Poi mi svegliavo, sentivo il sole caldo su di me, riprendevo a leggere. Leggevo gli stessi passi in antologie diverse per confrontare le spiegazioni, capire le scelte che stavano dietro agli autori. E ho pensato a quante antologie ho letto nella mia vita. Quelle scolastiche che divoravo di nascosto alle elementari e alle medie, quelle pesantissime che avevo al classico e che ho buttato qualche lustro fa, che avevo riutilizzato anche all’università, quelle di mia moglie che ho usato per la preparazione agli esami per l’insegnamento, quelle grigie del materiale e dell’immaginario e che mi avevano stupito per la geografia delle scelte e dei percorsi, e le tonnellate di quelle che mi trovo a usare in classe oggi, tutte colorate, box dappertutto, piccole figure di quadri a riempire gli spazi.

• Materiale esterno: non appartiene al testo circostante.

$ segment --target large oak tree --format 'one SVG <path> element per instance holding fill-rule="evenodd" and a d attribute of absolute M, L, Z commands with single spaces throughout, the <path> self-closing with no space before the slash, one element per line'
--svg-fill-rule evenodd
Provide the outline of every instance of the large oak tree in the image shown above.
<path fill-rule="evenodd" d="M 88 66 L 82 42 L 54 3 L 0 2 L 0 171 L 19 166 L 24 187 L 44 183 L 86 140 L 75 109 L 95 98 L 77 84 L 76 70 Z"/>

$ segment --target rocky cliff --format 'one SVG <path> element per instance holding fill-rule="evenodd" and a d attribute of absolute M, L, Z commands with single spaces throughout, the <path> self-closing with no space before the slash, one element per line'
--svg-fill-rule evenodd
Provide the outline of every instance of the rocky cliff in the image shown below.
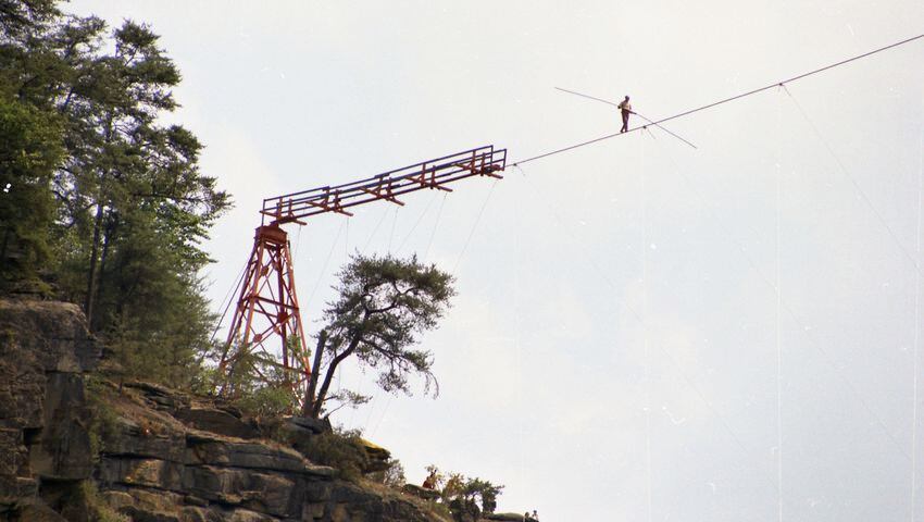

E poi i romanzi, i poemi, le sillogi, i manuali di letteratura italiana, greca, latina, le introduzioni alla metrica italiana, alla lingua italiana, alla letteratura teatrale, alla drammaturgia greco romana, le versioni di greco e di latino, i pacchi di carta delle economiche che ho divorato diligentemente per decenni e decenni, gli ebook immateriali, gli autori contemporanei e tutto questo corpo nervoso che è la voglia di usare un sistema nato per memorizzare anfore e vasi e mucche e capre, usato per memorizzare l’inesistente, il sogno, la speranza, il crollo e l’amore.
Tutta questa roba che mi porto dentro e che fa parte anche del mio pensare quando parlo, quando emergono, come zattere, lemmi, figure retoriche, modi di vedere e di considerare il mondo e so che questo impasto a volte lo spezzo, a volte lo assecondo, a volte lo maledico e cerco di uscirne come si esce da un naufragio.
E tutto questo groviglio, visto da una certa distanza, è computabile. È storia millenaria di frottole e verità intrecciate e c’è un algoritmo dentro che pulsa e si rilascia, senza calore, un muscolo freddo capace di generare ancora per sempre e innovare per la fame predatoria che abbiamo, quella intellettuale, di ghermire le prede e mostrare i rapidi denti della nostra intelligenza, prima che sparisca.
Così alzo la testa e guardo ancora l’arazzo della battaglia di Lepanto e penso agli identici algoritmi che l’hanno generata pochi secondi fa con dall-e.